Roma, 30 marzo 2012 - Doccia fredda dall'india dopo tanta attesa e lavorio diplomatico sulla sorte di Massimiliano Latorre e Salvatore Girone, i due mmarò italiani arrestati in India con l'accusa di aver ucciso due pescatori scambiandoli per pirati.
Il ‘chief minister’ dello Stato indiano del Kerala, Oommen Chandy, ha escluso oggi che i due maro’ italiani possano essere trasferiti in Italia per essere processati. Lo scrive l’agenzia di stampa statale indiana Pti.
Chandy ha in particolare dichiarato: "La nostra posizione è molto chiara, molto aperta. (...) I due militari italiani hanno commesso un reato che cade sotto gli effetti della legge indiana (...) e devono quindi affrontare questo processo".
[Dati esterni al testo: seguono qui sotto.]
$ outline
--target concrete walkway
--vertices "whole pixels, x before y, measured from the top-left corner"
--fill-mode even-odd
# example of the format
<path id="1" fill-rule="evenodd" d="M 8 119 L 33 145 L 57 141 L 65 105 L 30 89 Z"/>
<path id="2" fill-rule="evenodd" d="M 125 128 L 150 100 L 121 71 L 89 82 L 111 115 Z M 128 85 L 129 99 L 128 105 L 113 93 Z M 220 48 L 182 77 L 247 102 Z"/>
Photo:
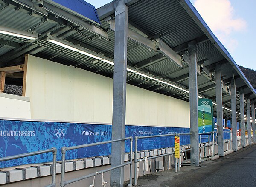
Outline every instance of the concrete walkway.
<path id="1" fill-rule="evenodd" d="M 256 187 L 256 144 L 248 146 L 200 167 L 183 166 L 142 176 L 138 186 Z"/>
Le dichiarazioni arrivano due giorni dopo la visita del ministro della Difesa italiano Giampaolo di Paola e mentre il sottosegretario agli Esteri italiano, Staffan de Mistura, sta giungendo a New Delhi per tentare ancora una volta di sbloccare la vicenda che coinvolge Massimiliano Latorre e Salvatore Girone.
"La giustizia indiana - sottolinea ancora Chandy - è molto equa, molto aperta e molto indipendente" e gli imputati possono far valere le loro ragioni. Il capo del governo del Kerala ha infine detto che l’Italia è un paese amico e che le relazioni diplomatiche debbono continuare a svilupparsi in un clima positivo.